Orbital Sciences announced plans Wednesday to ditch its refurbished Soviet era-rocket technology following the explosion of the company's Antares craft on a NASA launch pad last week.
Following the botched launch on Oct. 28, in which the Antares rocket exploded in a fireball shortly after liftoff from Wallops Island in Virginia, Orbital’s use of AJ26 rocket engines from U.S. firm Aerojet Rocketdyne was closely scrutinized. The AJ26 is based on the NK-33 engine that was initially developed to power the Russian N-1 rocket on a lunar mission in the early 1970s.
An investigation had identified a problem in one of Antares’ AJ26 engines, Orbital confirmed on Wednesday.
“Preliminary evidence and analysis conducted to date points to a probable turbopump-related failure in one of the two Aerojet Rocketdyne AJ26 stage one main engines,” the company said in a statement. “As a result, the use of these engines for the Antares vehicle likely will be discontinued.”
Orbital has a $1.9 billion contract with NASA to supply the International Space Station as part of the space agency’s Commercial Resupply Services (CRS) program. Last week’s Wallops Island launch was the third of an eight-launch deal.
Despite last week’s setback, however, the Dulles, Va.-based company has vowed to meet its obligations to NASA.

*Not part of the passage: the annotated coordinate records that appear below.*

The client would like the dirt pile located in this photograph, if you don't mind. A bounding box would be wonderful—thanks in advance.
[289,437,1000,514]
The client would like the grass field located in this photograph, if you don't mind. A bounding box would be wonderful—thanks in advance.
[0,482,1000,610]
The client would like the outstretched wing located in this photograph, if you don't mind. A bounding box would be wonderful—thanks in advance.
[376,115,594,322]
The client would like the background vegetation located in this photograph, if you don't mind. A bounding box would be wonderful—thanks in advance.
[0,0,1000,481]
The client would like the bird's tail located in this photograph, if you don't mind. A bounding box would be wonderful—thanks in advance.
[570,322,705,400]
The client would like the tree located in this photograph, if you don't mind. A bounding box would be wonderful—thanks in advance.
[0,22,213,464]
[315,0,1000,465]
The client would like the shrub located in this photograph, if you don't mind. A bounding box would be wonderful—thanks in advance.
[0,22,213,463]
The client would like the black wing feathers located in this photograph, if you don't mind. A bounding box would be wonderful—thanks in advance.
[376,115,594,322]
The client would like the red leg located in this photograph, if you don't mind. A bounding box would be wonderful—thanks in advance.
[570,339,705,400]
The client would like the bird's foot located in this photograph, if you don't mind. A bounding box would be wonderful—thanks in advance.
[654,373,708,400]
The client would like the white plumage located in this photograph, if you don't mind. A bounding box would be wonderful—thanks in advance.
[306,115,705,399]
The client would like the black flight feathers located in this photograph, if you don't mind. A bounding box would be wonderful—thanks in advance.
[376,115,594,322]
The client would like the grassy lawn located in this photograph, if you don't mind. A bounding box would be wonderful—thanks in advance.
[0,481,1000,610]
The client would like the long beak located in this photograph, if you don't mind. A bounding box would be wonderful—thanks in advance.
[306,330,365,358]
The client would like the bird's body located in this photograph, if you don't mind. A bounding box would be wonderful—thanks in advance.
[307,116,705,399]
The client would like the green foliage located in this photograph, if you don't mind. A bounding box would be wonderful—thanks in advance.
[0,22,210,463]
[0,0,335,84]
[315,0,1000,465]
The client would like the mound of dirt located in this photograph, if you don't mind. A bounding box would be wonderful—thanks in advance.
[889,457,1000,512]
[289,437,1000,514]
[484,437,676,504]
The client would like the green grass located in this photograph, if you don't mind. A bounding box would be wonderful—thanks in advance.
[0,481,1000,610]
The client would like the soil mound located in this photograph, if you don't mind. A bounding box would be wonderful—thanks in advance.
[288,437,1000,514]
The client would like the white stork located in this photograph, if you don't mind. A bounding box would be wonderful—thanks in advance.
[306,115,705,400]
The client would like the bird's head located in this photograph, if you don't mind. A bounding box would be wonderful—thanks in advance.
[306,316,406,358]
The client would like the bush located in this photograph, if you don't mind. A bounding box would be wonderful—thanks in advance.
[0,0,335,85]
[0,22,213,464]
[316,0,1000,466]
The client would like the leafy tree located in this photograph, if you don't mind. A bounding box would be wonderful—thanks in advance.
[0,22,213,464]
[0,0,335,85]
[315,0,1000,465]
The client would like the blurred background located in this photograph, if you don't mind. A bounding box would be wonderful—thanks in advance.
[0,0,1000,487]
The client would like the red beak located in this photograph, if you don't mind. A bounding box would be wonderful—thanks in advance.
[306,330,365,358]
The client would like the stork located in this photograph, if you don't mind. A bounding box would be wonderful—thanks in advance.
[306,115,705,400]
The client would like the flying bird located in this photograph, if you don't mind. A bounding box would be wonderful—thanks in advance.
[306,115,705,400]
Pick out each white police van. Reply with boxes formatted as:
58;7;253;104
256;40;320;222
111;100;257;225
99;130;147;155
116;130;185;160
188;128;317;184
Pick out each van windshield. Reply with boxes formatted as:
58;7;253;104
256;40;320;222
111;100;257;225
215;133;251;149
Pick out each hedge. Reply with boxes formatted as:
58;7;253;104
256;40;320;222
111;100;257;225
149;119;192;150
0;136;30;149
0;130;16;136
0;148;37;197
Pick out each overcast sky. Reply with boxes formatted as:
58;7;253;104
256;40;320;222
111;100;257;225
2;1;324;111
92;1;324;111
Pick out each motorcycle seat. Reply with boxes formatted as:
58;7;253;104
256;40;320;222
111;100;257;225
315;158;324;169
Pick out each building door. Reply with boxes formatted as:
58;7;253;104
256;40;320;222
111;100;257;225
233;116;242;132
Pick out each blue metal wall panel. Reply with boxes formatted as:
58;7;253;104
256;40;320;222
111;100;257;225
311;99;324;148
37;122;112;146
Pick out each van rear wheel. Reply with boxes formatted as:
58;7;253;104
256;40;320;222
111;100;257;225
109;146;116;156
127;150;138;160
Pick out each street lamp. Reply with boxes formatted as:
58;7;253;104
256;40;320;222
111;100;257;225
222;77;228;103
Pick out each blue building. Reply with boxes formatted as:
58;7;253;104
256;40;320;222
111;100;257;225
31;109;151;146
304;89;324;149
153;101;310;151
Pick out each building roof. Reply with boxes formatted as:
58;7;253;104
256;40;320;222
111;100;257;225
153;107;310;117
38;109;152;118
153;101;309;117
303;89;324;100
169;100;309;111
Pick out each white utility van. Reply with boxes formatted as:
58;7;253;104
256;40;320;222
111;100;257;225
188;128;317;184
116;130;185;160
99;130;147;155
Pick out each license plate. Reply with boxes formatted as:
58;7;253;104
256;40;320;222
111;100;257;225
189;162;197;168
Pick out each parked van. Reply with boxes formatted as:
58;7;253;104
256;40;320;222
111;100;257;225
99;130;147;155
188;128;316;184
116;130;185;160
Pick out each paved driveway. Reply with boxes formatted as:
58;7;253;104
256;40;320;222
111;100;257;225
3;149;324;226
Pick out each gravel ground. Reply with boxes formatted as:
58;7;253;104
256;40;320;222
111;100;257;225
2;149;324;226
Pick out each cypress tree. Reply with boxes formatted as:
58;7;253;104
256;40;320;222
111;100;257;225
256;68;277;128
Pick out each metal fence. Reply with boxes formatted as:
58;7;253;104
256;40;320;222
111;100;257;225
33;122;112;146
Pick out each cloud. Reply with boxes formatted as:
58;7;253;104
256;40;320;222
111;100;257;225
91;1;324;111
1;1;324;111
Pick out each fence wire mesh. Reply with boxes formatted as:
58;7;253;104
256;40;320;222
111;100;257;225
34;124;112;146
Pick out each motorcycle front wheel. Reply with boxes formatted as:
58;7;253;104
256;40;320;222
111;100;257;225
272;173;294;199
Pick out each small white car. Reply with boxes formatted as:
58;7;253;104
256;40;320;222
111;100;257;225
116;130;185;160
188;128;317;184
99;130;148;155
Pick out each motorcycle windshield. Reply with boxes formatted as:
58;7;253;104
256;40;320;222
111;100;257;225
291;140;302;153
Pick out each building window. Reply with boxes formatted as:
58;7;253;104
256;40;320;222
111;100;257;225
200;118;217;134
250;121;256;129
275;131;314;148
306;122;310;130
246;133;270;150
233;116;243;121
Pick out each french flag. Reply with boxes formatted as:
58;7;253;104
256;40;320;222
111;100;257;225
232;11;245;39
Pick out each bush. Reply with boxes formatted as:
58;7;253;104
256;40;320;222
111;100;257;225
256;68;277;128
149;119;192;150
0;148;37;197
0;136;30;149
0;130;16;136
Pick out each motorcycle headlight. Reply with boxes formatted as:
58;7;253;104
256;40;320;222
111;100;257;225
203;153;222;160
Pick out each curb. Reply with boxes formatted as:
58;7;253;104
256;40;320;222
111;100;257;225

“Orbital is taking decisive action to fulfill our commitments to NASA in support of safe and productive operations of the Space Station,” Orbital CEO David W. Thompson said in the statement. “While last week’s Antares failure was very disappointing to all of us, the company is already implementing a contingency plan to overcome this setback. We intend to move forward safely but also expeditiously to put our CRS cargo program back on track and to accelerate the introduction of our upgraded Antares rocket.”
Speaking on a conference call with investors Wednesday, Thompson said that Orbital Sciences will buy rockets from an unnamed outside source to launch its Cygnus cargo ships into space, Reuters reports. Thompson did not reveal specific details of the rocket technology, but said that the options include two U.S. launch providers and one in Europe.
In its statement, Orbital said it plans to introduce a “previously selected Antares propulsion system upgrade” in 2016. Prior to the upgrade, the company will employ “various launch vehicles,” but not its Antares rocket, to send one or two Cygnus cargo ships to the International Space Station in 2015 to 2016.
“The company expects repairs to the Mid-Atlantic Regional Spaceport launch complex at NASA’s Wallops Flight Facility to be undertaken quickly, allowing launch operations to continue at Wallops Island with the upgraded Antares beginning in 2016,” Orbital said.
Orbital’s rival SpaceX has been vocal about the fact that it builds its own rocket engines. SpaceX CEO Elon Musk even poked fun at Orbital Sciences’ engine technology during a 2012 interview.
In September, SpaceX and Boeing won the coveted NASA space taxi contract, which aims to restore an American capability to launch astronauts from U.S. soil to the International Space Station by the end of 2017. Since the end of the Space Shuttle program in 2011, American astronauts have been transported to space on Russian-built Soyuz vessels.